Hyper-focus – Losing track of time – Use reminders/timers to re-focus

High energy – Overcommitting, burnout – Schedule regular downtime

Problem solving – Overcomplicating things – Pause and ask: “What’s the simplest way?”

Adaptability – Trouble sticking to routines – Flexible routines and clear goals

Self-awareness and compassion

It’s important to remember that ADHD is a neurological difference, not a personal failing. Ensuring you have self-awareness and compassion can be an important part of understanding your ADHD.

Self-awareness:

  • Recognise your ADHD patterns and how they influence your thoughts, feelings and behaviours.
  • Understand your triggers and strengths, empowering you to manage daily challenges effectively.

Self-compassion:

  • Be kind to yourself, acknowledge that living with ADHD can be genuinely difficult.
  • Avoid harsh self-criticism when things don’t go as planned; instead, focus on learning and adjusting.

Acceptance:

  • Embrace ADHD as part of who you are; this helps build self-esteem and resilience.
  • Acceptance doesn’t mean giving up; it means understanding yourself and working positively with your strengths and limitations.

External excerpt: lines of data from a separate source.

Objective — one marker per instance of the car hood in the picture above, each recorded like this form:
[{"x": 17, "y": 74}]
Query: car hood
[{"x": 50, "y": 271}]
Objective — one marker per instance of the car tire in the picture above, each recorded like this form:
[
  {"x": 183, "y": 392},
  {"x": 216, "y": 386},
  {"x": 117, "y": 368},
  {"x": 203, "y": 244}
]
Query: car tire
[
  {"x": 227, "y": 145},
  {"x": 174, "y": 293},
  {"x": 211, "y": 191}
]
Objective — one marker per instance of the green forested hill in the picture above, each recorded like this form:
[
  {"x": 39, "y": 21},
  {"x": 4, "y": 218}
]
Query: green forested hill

Key takeaways from Session 1

ADHD is a neurological difference affecting attention, hyperactivity and impulsivity.

ADHD brings distinct strengths, and embracing and managing them is vital.

Self-awareness and self-compassion are essential for effective ADHD management.

Next session

Create a mind map to help you explain how ADHD affects you to others.

Please note: We are not an emergency service, if you are in crisis and need urgent support or are worried about immediate risk of harm to self or others, please call 999. Alternatively, you can contact your GP and ask for an emergency appointment or visit your local A&E department. You can also contact the following services 24 hours a day, 7 days a week: NHS Helpline (111) and Samaritans (116 123)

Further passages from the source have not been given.